Why not diversify in 2015?

PUBLISHED: 13:05 03 January 2015 | UPDATED: 13:05 03 January 2015

KEN JAN 14 CLA

KEN JAN 14 CLA

Archant

A time for fresh starts and resolutions, January is also a good time for farmers and land managers to think about opportunities to do things a little differently

As Kent Life readers will know, running a business in the countryside has changed enormously over the past few decades. Technological advances, growth of online communications, changing social trends and pressures on farming have all contributed to the need 
for rural businesses to change and adapt.

By their nature, many rural businesses are land based, which creates both challenges and opportunities when it comes to exploring new business ideas.

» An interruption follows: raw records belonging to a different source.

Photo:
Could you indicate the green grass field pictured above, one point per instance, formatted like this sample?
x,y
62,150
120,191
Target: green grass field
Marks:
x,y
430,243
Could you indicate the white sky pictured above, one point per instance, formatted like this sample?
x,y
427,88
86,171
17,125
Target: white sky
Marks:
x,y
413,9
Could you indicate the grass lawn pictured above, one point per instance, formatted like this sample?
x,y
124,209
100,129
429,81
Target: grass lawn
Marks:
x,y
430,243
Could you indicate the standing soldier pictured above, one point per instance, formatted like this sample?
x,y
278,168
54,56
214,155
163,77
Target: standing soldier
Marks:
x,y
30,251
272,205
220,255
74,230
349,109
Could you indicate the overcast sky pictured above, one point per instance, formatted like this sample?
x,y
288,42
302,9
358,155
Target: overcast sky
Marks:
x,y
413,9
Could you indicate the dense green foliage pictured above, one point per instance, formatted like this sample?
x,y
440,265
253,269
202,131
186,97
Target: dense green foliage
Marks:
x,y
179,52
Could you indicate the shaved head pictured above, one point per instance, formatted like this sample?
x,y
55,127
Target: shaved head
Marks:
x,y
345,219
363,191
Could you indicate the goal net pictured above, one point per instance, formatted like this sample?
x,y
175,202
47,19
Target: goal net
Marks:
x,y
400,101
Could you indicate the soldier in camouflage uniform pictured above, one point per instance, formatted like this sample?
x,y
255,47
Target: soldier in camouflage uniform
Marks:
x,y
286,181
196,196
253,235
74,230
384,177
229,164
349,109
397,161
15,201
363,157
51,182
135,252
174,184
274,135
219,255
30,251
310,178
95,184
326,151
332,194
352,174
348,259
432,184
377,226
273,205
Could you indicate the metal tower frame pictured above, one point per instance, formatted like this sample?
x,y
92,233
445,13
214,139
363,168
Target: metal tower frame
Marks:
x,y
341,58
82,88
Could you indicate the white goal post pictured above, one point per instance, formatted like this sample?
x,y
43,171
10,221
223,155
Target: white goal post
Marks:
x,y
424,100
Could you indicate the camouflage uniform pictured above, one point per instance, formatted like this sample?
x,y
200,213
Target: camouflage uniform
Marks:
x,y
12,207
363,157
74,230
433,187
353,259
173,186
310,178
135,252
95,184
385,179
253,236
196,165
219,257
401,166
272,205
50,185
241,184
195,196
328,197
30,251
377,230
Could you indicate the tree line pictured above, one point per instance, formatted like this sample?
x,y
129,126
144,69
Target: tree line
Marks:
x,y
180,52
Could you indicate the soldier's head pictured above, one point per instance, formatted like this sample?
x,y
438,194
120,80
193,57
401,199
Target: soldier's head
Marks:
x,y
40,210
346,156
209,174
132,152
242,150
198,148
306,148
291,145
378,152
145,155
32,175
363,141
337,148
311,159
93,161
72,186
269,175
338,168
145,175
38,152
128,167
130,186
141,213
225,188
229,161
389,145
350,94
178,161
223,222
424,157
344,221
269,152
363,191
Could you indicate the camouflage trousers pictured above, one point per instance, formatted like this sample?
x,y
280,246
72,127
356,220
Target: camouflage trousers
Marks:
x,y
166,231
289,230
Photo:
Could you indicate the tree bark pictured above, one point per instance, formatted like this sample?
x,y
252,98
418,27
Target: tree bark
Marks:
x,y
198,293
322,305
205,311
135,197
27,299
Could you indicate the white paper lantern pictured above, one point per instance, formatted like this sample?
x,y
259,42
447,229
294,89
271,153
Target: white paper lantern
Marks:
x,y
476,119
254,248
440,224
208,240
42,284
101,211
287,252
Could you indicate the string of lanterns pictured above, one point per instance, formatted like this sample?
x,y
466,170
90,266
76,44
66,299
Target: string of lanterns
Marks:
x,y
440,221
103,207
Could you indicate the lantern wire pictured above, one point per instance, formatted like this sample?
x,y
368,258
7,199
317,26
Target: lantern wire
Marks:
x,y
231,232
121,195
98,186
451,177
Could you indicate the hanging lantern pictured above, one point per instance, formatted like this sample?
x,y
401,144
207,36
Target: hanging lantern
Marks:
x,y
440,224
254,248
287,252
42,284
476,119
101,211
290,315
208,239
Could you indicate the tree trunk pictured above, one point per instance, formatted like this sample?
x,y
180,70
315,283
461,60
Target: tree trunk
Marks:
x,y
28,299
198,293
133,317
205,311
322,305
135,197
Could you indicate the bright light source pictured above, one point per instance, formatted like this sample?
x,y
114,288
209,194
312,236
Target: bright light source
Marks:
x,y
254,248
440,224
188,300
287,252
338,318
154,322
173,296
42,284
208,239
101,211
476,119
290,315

For many farms, diversification into 
new areas of business has been critical to keeping their business afloat. Across Kent redundant buildings have been converted to workshops or offices, renewable energy has been generated and new crops have been grown. Although Kent has been home to vineyards since the Roman times, the development of the county’s wine industry has really gathered pace in recent decades.

Rural tourism has inspired many exciting diversification projects, and in turn these projects have helped to boost visits to the area, and spending within it. Glamping sites have been opened, farm shops have thrived and country sports have become far more accessible for town and country folk.

However, it is not unheard of for farmers or landowners to be talked into new ventures by salesmen that then go on 
to become costly mistakes. If you are considering a new idea in the countryside, it is vital you have a good understanding 
of the costs involved, what income you could realistically expect and the potential pitfalls you need to watch out for.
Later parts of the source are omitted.